You’re too old for this”

They shouldn’t be mad
It wasn’t the carpet
The tile was cold
But it is warming
I warmed the tile
I never even like the tile
I’ll clean it up!
No, go take a bath”
Get in the bath”
They’ll clean it up
That will make them more disappointed

Disappointment
Once I fix this
It’ll be another fault
I’ll never escape!
In the bathroom
I stare
The toilet stares away
Porcelain white, innocently
Avoiding eye contact
You and me, I said
We are going to get along
I’m going to sit on you.
Every. Day.
And you know what?
You’re going to like it. And that’s that.
And I’m going to like it. And that. Is. That.

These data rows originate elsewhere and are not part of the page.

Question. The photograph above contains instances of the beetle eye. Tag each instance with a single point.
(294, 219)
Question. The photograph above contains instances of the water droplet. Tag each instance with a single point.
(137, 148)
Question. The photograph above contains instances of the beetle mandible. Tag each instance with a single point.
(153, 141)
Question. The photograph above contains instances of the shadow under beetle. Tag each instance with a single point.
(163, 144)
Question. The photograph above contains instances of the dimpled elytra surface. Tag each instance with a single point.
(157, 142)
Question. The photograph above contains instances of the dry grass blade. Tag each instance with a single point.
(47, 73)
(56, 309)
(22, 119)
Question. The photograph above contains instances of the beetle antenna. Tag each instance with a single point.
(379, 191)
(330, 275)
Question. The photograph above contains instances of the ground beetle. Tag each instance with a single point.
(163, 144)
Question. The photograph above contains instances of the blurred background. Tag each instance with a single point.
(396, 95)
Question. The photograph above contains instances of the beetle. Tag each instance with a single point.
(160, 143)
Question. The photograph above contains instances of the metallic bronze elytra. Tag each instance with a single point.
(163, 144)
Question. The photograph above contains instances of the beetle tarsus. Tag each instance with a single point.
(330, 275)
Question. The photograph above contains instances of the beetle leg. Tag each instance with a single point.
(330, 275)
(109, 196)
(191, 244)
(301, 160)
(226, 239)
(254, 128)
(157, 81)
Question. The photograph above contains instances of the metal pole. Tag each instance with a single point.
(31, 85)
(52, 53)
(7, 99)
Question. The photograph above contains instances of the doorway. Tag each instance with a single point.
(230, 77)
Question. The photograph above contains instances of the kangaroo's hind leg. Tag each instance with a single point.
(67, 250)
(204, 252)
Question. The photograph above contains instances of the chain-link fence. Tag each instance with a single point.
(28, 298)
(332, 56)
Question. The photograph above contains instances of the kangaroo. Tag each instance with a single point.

the inconclusively big. Easy

milky horizon dims the outlook for the day
a note a bump breaks my travels in thought
How many more miles do we have?
that sucks

when headed for fun
guitar chords strum against my mind
for journeys and anticipation
guitar chords strum against my mind
we surround ourselves with diversion

or no- who says songs don't prompt thought
for it is these thoughts. they consume me

is it: insight? Self-reflection?
for whose sake do I value these?

Foolishness. These are inconclusive non-directional ramblings.
Sweat seeping in pores of self indulging
overeducated pulsations

these fill gaps of my mind, it swells and I settle for a feel over true dialect

Cubicle Rock

his warm baritone selects dead voices.
he refers to a grainy collective memory
you did not experience.

you've chronicled their experiences
organized them alphabetically
listened to them, believing there's
"always something there to remind me"

you compensate for your life's diligence.
the bobbling piano and warbling guitars
soar you and your burlington suit and tie
on the wings of cubicle rock.

that band blowing dixie, Guitar George with all his chords
they give you, the Harry with the daytime job, value.
who sacrifices youth for this?

this is a classic rewind,
back before the network of perpendicular gears,
whose folding and closing trapped you,
funneling your effort away from original thought.

funneling it away from that urge to explore and understand:
"ain't that america?"
and consoling you:
"it's gonna be a bright, sun shiny day."

you've chronicled their experiences
organized them alphabetically
listened to them, believing there's
"always something there to remind me."